Our interest in improving the efficiency of targeted scission reagents has prompted us to study the influence of ring substituents on the nuclease activity of 1,10-phenanthroline−copper conjugated to oligonucleotides and DNA-binding proteins. Since methyl substitution at all but the 2 and 9 positions enhances the copper-dependent chemical nuclease activity of 1,10-phenanthroline, we have compared the reactivity of conjugates prepared from 5-(aminomethyl)-1,10-phenanthroline (MOP) to those of conjugates prepared from 5-amino-1,10-phenanthroline (amino-OP). Tethering MOP derivatives to the Escherichia coli Fis protein enhances DNA scission several-fold at the weaker cleavage sites initially observed with conjugates prepared from amino-OP. However, scission efficiency is not increased at the stronger cleavage sites, or when scission is targeted to single-stranded DNA by a complementary oligonucleotide.
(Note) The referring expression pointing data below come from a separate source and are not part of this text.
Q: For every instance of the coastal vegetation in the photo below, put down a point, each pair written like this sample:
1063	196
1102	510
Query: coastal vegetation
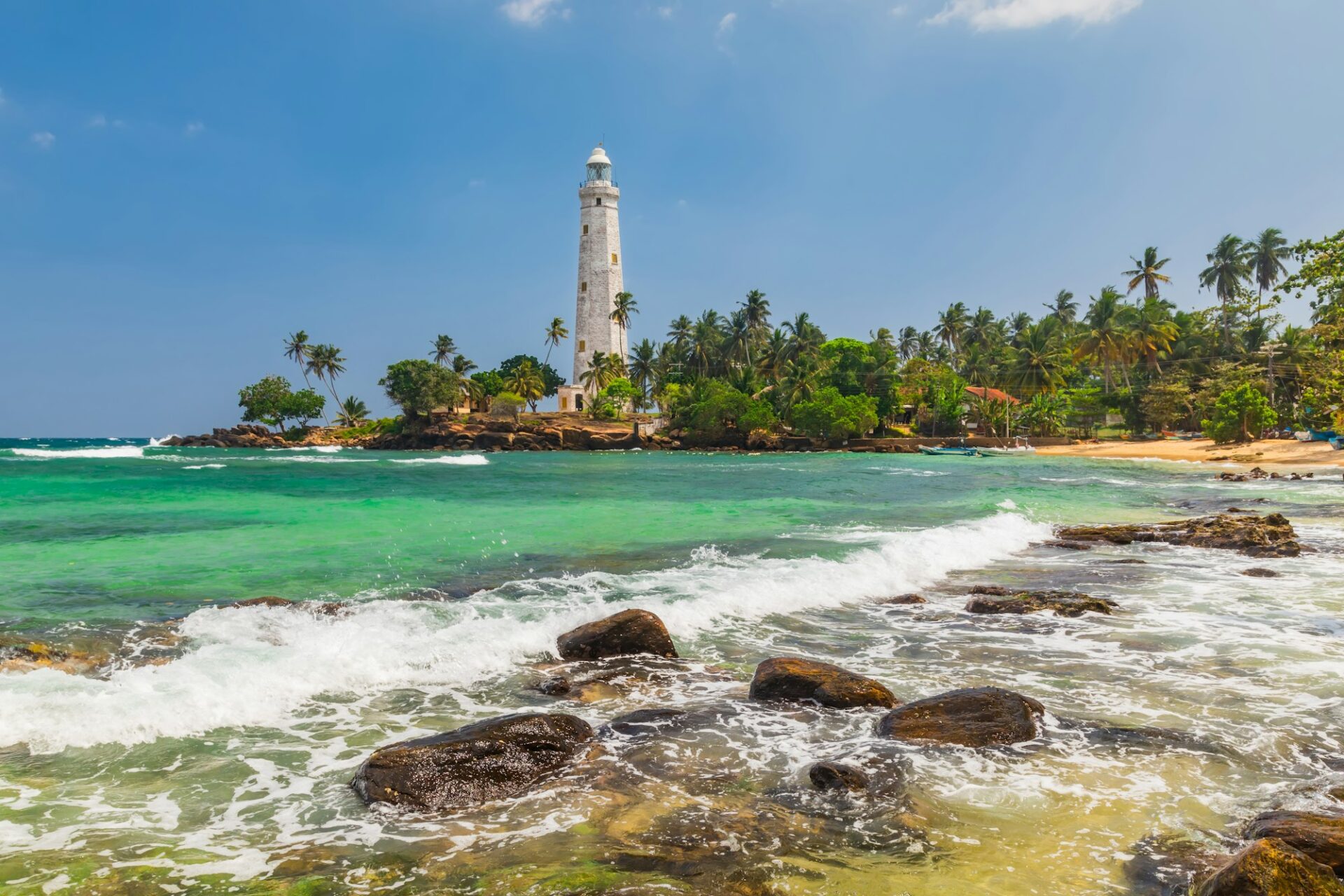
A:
1126	359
These results are consistent with a change in the rate-determining step for cleavage associated with the differential accessibility of the DNA-bound coordination complex to solvent and reductant. Although the free bis cuprous complex of 2,9-dimethyl-1,10-phenanthroline (neocuproine) is redox-inactive, an oligonucleotide tethered to neocuproine through C5 of the phenanthroline ring efficiently cleaves a complementary DNA sequence. These results establish that the nucleolytic species in targeted scission is the 1:1 cuprous complex and suggest that the oxidative reaction proceeds through a copper−oxo intermediate rather than a metal-coordinated peroxy species. However, substituents at the 2 and 9 positions of the ligand will often hinder close approach of the phenanthroline−copper moiety to the oxidatively sensitive ribose as shown by the preference of the oligonucleotide-targeted chimera for cleavage of single-stranded regions and the failure of neocuproine−DNA-binding protein chimeras and a C2-tethered chimera to cleave DNA.